Fermented Food: What You Need to Know
Without a doubt, fermented food is becoming more popular. Supermarkets are stocking healthful varieties of live culture yogurts, vegetables and grains, while farmers market vendors are selling small-batch, locally-sourced fermented products.
Food fermentation has been around for a long time. It’s also an integral part of many cultures, providing a way to preserve food, enjoy health benefits and add flavor to a meal.
What is fermented food?
Food fermentation is the ancient practice of preserving perishable food. It’s thought that this form of food preservation probably happened by accident.
For example, prior to refrigeration, preserving dairy was difficult. Around 10,000 BCE, milk stored in natural bags and hung over the backs of camels would have fermented in warm, sub-tropical climates. Foods like this were possibly the first processed food humans ate!

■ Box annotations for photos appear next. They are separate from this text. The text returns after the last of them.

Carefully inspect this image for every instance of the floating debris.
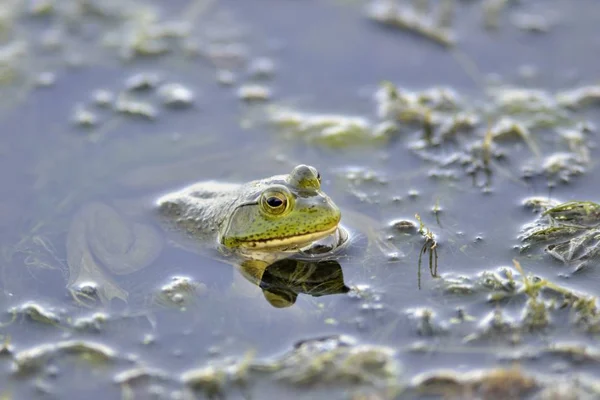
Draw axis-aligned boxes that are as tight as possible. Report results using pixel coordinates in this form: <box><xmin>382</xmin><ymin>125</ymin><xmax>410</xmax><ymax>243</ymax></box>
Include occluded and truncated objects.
<box><xmin>113</xmin><ymin>367</ymin><xmax>171</xmax><ymax>385</ymax></box>
<box><xmin>411</xmin><ymin>367</ymin><xmax>540</xmax><ymax>399</ymax></box>
<box><xmin>237</xmin><ymin>84</ymin><xmax>272</xmax><ymax>103</ymax></box>
<box><xmin>269</xmin><ymin>107</ymin><xmax>397</xmax><ymax>148</ymax></box>
<box><xmin>248</xmin><ymin>57</ymin><xmax>275</xmax><ymax>79</ymax></box>
<box><xmin>270</xmin><ymin>336</ymin><xmax>400</xmax><ymax>387</ymax></box>
<box><xmin>158</xmin><ymin>83</ymin><xmax>194</xmax><ymax>107</ymax></box>
<box><xmin>36</xmin><ymin>72</ymin><xmax>56</xmax><ymax>87</ymax></box>
<box><xmin>73</xmin><ymin>312</ymin><xmax>109</xmax><ymax>332</ymax></box>
<box><xmin>217</xmin><ymin>69</ymin><xmax>235</xmax><ymax>86</ymax></box>
<box><xmin>13</xmin><ymin>340</ymin><xmax>117</xmax><ymax>374</ymax></box>
<box><xmin>92</xmin><ymin>89</ymin><xmax>115</xmax><ymax>107</ymax></box>
<box><xmin>556</xmin><ymin>86</ymin><xmax>600</xmax><ymax>109</ymax></box>
<box><xmin>115</xmin><ymin>93</ymin><xmax>158</xmax><ymax>120</ymax></box>
<box><xmin>125</xmin><ymin>72</ymin><xmax>161</xmax><ymax>92</ymax></box>
<box><xmin>159</xmin><ymin>276</ymin><xmax>207</xmax><ymax>306</ymax></box>
<box><xmin>512</xmin><ymin>13</ymin><xmax>552</xmax><ymax>33</ymax></box>
<box><xmin>9</xmin><ymin>301</ymin><xmax>61</xmax><ymax>325</ymax></box>
<box><xmin>520</xmin><ymin>201</ymin><xmax>600</xmax><ymax>271</ymax></box>
<box><xmin>72</xmin><ymin>105</ymin><xmax>98</xmax><ymax>128</ymax></box>
<box><xmin>368</xmin><ymin>0</ymin><xmax>456</xmax><ymax>46</ymax></box>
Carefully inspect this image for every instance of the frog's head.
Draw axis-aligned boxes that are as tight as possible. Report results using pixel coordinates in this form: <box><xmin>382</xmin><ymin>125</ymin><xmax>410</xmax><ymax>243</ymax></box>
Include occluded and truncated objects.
<box><xmin>220</xmin><ymin>165</ymin><xmax>341</xmax><ymax>250</ymax></box>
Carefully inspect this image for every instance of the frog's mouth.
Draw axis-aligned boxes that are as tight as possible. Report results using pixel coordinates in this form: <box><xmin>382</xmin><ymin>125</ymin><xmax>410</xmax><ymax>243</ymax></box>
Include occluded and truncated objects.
<box><xmin>241</xmin><ymin>225</ymin><xmax>338</xmax><ymax>250</ymax></box>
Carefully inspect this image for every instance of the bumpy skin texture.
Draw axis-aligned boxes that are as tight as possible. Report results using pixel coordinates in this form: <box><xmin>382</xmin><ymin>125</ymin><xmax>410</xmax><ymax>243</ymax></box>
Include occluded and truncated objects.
<box><xmin>158</xmin><ymin>165</ymin><xmax>341</xmax><ymax>249</ymax></box>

By the modern era, refrigeration replaced the need for preserving produce and dairy. However, fermented food has become popular in the U.S., in the form of international dishes such as:
Kimchi: An often-spicy vegetable side dish in Korean cuisine.
Sauerkraut: German for sour cabbage. Though a staple German dish, sauerkraut may have originated from China.
Miso: A fermented soybean paste used in Japanese dishes.
What are the benefits of eating fermented foods?
Fermented food is popular due to its health benefits. It can be more nutritious than the fresh, unfermented version!
Eating fermented food may improve your health by:
The good bacteria in fermented foods may alleviate the symptoms of digestive problems such as irritable bowel syndrome (IBS), as well as gas, diarrhea and constipation.
Additionally, fermented food makes digestion easier, as friendly bacteria break down the food’s nutrients for you. For example, the form of pre-digestion allows people who are lactose intolerant to eat fermented dairy products such as yogurt and kefir.
Strengthening the immune system
Your immune system protects you from illness. Certain illnesses and medications can weaken your immune system, leaving you vulnerable to harmful infections.
The probiotic bacteria and yeasts in fermented foods can help your body fight off colds and may increase your recovery time from sicknesses.
Is fermented food safe?
Buying store-bought kimchi and other fermented food products can be considered safe (like any food you buy in the supermarket).
However, during processing, the healthful fermentation bacteria may not survive, making it less beneficial. Additionally, some foods that claim to be fermented are not fermented but pickled in vinegar.
Know what to look for on the label
There are a few key ingredients in fermented food products that will guarantee you’re getting the real thing.
For instance, fermented sauerkraut is stored in the supermarket refrigerator section and is perishable. The ingredients include cabbage, sea salt, dill and garlic (no vinegar).
If you’re buying yogurt for its probiotic benefits, check the label. It should include whole milk and live yogurt cultures.
Interested in making fermented foods?
To ensure that the end product is safe, you will need to follow some basic food safety rules:
- Use fresh vegetables from a trusted source.
- Wash all equipment that will come in contact with the fermenting product.
- Use food-grade, non-metal containers and utensils that are free of cracks and scratches.
- Follow the recipe exactly, including the type of salt and required quantity.
- Ferment the vegetables in a sealed container.
- Monitor the temperature: 70-75°F is the ideal temperature for fermentation.
- Store the finished product in the refrigerator.
Enjoy delicious, good-for-you fermented treats
For some people, fermented food may not sound appealing. However, the technique of preserving food through fermentation is a practice that comes with many health benefits. Plus, fermented foods tend to have a flavorful zing that is sure to brighten any meal!